Software-based thread-level parallelization has been widely studied for exploiting data parallelism in purely computational loops to improve program performance on multiprocessors. However, none of the previous efforts deal with efficient parallelization of hybrid loops , i.e., loops that contain a mix of computation and I/O operations. In this paper, we propose a set of techniques for efficiently parallelizing hybrid loops. Our techniques apply DOALL parallelism to hybrid loops by breaking the cross-iteration dependences caused by I/O operations. We also support speculative execution of I/O operations to enable speculative parallelization of hybrid loops.
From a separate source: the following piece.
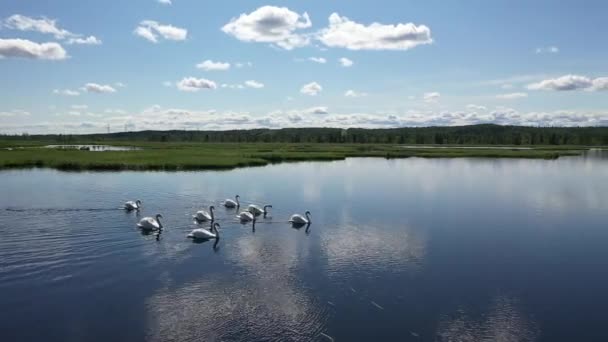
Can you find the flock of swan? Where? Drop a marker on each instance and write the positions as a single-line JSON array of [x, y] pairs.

Helper threading is used to reduce the I/O bus contention caused by the improved parallelism. We provide an easy-to-use programming model for exploiting parallelism in loops with I/O operations. Parallelizing hybrid loops using our model requires few modifications to the code. We have developed a prototype implementation of our programming model. We have evaluated our implementation on a 24-core machine using eight applications, including a widely-used genomic sequence assembler and a multi-player game server, and others from PARSEC and SPEC CPU2000 benchmark suites. The hybrid loops in these applications take 23%-99% of the total execution time on our 24-core machine. The parallelized applications achieve speedups of 3.0x-12.8x with hybrid loop parallelization over the sequential versions of the same applications. Compared to the versions of applications where only computation loops are parallelized, hybrid loop parallelization improves the application performance by 68% on average.